Anne and Rob Minard were a Lansing power couple during Chatfield’s tenure as the House leader during the 2019-2020 session.

(MPRN) Two former aides to then-House Speaker Lee Chatfield were in an East Lansing courtroom Wednesday to formally face charges of corruption-related crimes.

Anne Minard was a fundraiser and external affairs director for Chatfield while Rob Minard served as Chatfield’s chief of staff.

The felony charges against them include embezzlement and conducting a criminal enterprise.

The Michigan Attorney General alleges the couple diverted hundreds of thousands of dollars from campaign and charitable funds for their own use. Not-guilty pleas were entered on their behalf.

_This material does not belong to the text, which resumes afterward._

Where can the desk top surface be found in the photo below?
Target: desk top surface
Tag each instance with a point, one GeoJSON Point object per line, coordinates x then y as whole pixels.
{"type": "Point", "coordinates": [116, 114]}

The lawyer for Rob Minard acknowledged it is possible the charges are an effort to get his client to cooperate with a state investigation of Chatfield.
"We all know that Chatfield is supposedly targeted," Bob Harrison told The Detroit News. "But there are other ways they could do that."

Attorney General Dana Nessel said when the charges were initially announced that her office could file more cases. She did not rule out charging Chatfield with crimes.

Chatfield’s attorney has insisted the former GOP leader has not done anything wrong and does not think there is a case to be made against her client.

The Minards are charged with multiple counts including conducting a criminal enterprise, conspiracy to conduct a criminal enterprise, false pretenses, embezzlement and filing a false tax return. Three of the charges are 20-year felonies.

The next step is a preliminary examination set for January 19th where the government will have to show it has enough evidence for the case to go forward.